Cuando solo un par de artistas españoles cobraban en dólares, María de Ávila rechazó un suculento contrato para actuar en Nueva York. Lo hizo por amor a un zaragozano, ante el que cayó rendida tras una extraordinaria actuación del Lago de los cisnes en el Principal, en 1943. El cuento de hadas fue real, se quedó en nuestra ciudad y entró a formar parte de la escasa burguesía zaragozana para la que creó una escuela de danza solo para niñas, para niñas bien.

Un pizpireto y humilde niño de Delicias, apasionado de la danza y empeñado en bailar, arrastró a sus padres hasta la exquisita escuela de doña María, y ella quedó prendada de aquel chavalín que trabajaba como nadie el eje corporal. Víctor Ullate no solo fue el primer alumno varón de María de Ávila, fue también la llave que abrió las puertas de la selecta escuela a otros muchos alumnos con los que la brillante bailarina pudo transformarse en extraordinaria pedagoga porque no buscaba cuerpos perfectos, sino armoniosos y sensibles.

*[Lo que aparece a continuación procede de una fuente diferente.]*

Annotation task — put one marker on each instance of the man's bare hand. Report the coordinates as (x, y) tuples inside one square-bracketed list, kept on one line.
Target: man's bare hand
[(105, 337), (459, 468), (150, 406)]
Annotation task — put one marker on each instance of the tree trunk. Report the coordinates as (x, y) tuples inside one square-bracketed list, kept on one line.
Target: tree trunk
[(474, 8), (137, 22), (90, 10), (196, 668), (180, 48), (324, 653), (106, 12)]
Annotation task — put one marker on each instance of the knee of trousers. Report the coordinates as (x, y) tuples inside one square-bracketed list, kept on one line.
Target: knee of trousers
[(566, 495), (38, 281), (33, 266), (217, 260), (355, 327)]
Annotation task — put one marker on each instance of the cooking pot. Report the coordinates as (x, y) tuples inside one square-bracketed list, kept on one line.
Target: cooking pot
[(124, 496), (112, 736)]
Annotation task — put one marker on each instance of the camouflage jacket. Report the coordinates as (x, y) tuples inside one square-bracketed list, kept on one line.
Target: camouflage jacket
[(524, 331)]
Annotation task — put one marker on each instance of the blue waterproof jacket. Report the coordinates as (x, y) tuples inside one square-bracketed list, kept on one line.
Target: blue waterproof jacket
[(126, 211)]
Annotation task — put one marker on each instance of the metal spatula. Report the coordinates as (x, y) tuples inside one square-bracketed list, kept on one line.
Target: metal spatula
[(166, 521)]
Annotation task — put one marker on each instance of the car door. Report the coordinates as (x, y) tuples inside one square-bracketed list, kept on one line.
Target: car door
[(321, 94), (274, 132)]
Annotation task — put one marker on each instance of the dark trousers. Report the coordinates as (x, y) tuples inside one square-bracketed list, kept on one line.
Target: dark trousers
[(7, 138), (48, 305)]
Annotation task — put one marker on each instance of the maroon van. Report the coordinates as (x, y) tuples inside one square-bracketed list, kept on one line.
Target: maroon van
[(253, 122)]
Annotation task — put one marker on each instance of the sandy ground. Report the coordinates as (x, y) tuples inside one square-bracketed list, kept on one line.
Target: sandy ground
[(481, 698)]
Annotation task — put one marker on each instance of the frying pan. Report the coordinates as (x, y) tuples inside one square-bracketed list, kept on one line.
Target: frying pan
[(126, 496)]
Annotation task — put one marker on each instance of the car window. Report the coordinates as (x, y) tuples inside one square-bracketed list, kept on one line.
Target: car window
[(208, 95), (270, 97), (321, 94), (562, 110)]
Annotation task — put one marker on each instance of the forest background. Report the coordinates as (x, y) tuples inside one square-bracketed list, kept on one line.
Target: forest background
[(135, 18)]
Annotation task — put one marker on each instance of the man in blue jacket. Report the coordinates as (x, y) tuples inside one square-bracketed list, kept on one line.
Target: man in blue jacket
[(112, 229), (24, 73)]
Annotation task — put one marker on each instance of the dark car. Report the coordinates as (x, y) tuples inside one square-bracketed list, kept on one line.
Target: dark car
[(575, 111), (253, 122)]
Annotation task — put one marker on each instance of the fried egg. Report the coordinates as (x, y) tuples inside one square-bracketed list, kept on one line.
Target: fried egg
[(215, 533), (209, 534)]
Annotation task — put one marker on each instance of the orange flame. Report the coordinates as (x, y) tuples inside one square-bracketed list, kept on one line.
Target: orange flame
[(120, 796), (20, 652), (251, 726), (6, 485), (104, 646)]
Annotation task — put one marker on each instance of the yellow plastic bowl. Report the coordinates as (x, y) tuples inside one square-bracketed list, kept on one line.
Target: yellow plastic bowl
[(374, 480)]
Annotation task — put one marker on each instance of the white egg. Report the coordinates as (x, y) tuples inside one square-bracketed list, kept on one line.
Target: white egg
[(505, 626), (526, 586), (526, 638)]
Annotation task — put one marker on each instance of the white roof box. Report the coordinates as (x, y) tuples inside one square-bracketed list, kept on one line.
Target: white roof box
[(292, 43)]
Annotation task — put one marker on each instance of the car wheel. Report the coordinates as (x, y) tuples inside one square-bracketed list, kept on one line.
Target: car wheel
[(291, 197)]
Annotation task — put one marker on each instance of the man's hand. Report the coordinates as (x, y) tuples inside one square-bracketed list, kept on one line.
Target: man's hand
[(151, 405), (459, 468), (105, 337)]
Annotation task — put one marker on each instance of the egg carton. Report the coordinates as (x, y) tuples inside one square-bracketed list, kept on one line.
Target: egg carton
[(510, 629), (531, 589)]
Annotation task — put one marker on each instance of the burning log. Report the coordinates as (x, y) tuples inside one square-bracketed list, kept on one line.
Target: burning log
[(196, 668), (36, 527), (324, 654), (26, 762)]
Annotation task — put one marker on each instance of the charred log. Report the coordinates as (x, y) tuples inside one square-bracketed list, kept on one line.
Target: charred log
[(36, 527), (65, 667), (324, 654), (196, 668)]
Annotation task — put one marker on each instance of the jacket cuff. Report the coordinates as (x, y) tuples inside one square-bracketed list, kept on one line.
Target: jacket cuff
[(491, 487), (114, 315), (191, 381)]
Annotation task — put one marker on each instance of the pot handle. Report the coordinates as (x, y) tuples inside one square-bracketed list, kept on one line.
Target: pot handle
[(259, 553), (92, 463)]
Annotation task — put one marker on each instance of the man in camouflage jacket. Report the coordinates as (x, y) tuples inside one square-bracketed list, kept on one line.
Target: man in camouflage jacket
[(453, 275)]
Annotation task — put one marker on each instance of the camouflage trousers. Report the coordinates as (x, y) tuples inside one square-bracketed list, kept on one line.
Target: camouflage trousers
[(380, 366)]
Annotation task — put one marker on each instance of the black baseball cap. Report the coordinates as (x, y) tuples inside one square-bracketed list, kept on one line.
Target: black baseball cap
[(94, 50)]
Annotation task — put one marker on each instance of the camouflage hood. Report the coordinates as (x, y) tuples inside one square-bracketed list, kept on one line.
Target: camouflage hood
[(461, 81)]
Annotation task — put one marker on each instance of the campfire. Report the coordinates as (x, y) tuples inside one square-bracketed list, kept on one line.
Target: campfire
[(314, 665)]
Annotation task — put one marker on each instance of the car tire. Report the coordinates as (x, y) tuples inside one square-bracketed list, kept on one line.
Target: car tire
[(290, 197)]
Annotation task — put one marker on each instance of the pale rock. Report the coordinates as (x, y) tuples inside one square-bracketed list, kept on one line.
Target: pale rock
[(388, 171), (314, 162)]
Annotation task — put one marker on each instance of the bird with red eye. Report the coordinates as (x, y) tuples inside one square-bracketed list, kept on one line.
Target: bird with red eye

DESDE FINALES de los 70 son varias las generaciones de grandes bailarines de María de Ávila que triunfan y han triunfado en los mejores escenarios de danza del mundo, hasta hacer de Zaragoza obligado referente internacional. Y ella, la maestra, que triunfó también como coreógrafa y directora de dos cuerpos de baile nacionales sin perder la ligazón con su escuela, sufrió algún que otro desprecio de rutilantes alumnos cegados por la fama.

Quizá por eso acabó siendo una persona discreta, seria y hasta distante, aunque siempre mantuvo su etérea compostura. Ver cómo uno de sus últimos alumnos, Gonzalo García, encandila y pone de pie al público del New York City Ballet, hace que se te salten las lágrimas.